The Future of AI Networks: Advancing TCP with Device Memory and Collective Communication

Speakers

Anjali Singhai
Shaopeng He
Sridhar Samudrala

Label

Nuts and Bolts

Session Type

Talk

Description

In our forthcoming presentation, we will explore significant advancements in network communication protocols, focusing on the extension of TCP to support Collective Communication (CC) semantics. Originally introduced as device memory TCP, or Devmem TCP, by Google at the last NetDev conference, this initiative marks a pivotal evolution in the AI network landscape. NCCL currently predominates in managing the transfer of CC semantics to both RDMA and TCP. Unlike traditional point-to-point configurations, CC enables intra-group communication, which is crucial for enhancing the complexity and performance of AI network interactions.

These enhancements simplify the framework for CC semantics, introducing innovations such as direct device access and the potential for random access, moving beyond conventional stream-only access. These developments are essential for a broad range of applications across AI, high-performance computing (HPC), and storage solutions, including NVMe over TCP. The evolution of TCP semantics is anticipated to inspire diverse implementations within the industry, as exemplified by Google’s Falcon and AWS’s EFA under RDMA semantics. Our efforts extend these innovations to TCP, significantly enhancing its applicability and potential for widespread adoption.

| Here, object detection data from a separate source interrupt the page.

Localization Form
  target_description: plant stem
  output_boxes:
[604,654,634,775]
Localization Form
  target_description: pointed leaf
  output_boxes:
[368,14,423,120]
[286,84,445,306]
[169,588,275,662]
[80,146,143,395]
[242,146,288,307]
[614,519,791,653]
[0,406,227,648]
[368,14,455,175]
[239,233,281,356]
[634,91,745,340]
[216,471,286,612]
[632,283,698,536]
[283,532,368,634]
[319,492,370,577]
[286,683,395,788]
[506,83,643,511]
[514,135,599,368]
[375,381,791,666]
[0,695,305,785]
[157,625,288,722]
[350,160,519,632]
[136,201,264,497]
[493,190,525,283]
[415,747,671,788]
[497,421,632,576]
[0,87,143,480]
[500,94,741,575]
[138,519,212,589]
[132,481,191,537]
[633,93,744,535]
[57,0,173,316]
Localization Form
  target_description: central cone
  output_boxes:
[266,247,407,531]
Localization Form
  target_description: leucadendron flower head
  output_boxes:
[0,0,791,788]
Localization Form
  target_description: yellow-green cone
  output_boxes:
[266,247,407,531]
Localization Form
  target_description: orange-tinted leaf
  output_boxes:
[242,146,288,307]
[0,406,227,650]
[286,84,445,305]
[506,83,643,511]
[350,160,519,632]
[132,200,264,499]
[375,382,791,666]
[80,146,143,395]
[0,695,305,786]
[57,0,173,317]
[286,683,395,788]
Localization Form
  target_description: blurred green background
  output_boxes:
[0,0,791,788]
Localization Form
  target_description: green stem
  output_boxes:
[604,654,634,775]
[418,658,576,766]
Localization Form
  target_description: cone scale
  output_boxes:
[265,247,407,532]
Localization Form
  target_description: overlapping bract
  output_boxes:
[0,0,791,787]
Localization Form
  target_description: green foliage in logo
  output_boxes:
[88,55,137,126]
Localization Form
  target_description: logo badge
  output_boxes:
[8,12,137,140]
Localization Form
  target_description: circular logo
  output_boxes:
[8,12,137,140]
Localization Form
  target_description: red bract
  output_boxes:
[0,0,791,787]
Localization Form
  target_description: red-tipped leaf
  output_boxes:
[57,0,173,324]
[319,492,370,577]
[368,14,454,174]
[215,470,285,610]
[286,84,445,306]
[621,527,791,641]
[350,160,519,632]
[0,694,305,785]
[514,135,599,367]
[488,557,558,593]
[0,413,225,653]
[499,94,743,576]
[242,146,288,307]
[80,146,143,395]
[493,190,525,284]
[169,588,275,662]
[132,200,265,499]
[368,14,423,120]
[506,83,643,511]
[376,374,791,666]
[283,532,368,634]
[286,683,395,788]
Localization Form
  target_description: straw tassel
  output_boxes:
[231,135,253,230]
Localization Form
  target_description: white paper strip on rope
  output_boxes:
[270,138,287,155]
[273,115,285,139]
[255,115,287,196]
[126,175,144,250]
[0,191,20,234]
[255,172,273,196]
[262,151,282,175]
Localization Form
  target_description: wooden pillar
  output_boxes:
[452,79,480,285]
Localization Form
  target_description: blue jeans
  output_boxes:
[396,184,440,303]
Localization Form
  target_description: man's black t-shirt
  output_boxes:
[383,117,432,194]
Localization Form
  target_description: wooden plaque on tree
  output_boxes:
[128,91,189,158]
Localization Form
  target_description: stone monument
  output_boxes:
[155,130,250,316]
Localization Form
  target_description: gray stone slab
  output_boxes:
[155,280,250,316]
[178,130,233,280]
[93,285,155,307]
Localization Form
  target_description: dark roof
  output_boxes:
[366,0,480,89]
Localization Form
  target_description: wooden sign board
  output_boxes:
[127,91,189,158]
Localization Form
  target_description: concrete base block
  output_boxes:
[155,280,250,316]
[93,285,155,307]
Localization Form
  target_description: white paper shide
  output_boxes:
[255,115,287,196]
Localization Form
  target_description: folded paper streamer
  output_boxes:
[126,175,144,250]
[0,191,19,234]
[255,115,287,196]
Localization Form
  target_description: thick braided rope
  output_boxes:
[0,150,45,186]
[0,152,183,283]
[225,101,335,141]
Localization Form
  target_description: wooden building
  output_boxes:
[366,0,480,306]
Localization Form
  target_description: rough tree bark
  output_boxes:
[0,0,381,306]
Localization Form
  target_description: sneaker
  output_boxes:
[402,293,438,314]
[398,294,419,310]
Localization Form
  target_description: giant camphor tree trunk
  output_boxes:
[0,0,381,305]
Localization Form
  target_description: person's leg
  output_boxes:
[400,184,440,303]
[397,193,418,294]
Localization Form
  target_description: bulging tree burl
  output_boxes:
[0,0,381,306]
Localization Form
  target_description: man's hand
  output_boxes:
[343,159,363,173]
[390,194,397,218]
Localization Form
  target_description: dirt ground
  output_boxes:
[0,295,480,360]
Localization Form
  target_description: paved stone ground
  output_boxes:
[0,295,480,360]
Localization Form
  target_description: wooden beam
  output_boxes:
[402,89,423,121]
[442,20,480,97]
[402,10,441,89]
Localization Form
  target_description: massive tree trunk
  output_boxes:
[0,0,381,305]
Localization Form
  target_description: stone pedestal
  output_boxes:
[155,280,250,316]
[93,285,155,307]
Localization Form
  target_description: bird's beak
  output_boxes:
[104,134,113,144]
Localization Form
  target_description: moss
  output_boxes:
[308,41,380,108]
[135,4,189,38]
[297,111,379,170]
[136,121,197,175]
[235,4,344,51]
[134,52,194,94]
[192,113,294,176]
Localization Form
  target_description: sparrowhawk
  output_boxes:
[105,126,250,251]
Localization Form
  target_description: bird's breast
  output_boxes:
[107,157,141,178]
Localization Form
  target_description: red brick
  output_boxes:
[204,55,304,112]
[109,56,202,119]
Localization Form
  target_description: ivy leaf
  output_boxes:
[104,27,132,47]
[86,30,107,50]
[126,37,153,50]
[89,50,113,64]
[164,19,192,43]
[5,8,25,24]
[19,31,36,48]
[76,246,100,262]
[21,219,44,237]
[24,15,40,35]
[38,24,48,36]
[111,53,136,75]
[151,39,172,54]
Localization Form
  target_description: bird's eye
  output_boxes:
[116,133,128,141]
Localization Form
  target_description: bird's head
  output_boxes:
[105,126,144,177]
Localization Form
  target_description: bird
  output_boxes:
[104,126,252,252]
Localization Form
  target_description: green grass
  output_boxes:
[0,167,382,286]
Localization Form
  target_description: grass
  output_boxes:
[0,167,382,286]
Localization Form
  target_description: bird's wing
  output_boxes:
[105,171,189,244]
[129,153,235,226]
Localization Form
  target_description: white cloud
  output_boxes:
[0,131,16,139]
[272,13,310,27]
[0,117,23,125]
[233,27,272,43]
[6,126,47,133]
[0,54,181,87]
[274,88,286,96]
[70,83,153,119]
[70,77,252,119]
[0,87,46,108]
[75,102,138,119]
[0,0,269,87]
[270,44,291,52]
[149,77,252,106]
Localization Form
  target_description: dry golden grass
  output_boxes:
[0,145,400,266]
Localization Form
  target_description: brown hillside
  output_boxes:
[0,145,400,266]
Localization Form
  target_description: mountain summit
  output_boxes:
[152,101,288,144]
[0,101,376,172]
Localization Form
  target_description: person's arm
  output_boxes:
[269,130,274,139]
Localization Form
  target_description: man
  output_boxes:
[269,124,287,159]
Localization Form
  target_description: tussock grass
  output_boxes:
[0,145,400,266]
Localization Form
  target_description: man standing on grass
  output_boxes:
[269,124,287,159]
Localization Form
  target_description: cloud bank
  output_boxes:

For practical deployment, we have enabled this enhanced TCP on Intel’s NICs, specifically within the Intel IPU series with IDPF driver, to ensure broader utilization in established environments such as HPC MPI and the AI NCCL framework. During our session, we will discuss our implementation strategies for these NICs and provide updates on our progress. Furthermore, we will present detailed performance data to demonstrate the enhanced TCP’s effectiveness, showcasing its comparability to RDMA and its superiority over standard TCP, particularly in handling larger packet sizes. This talk aims to provide a comprehensive overview of our technological advancements and their potential impact on the future of network communications.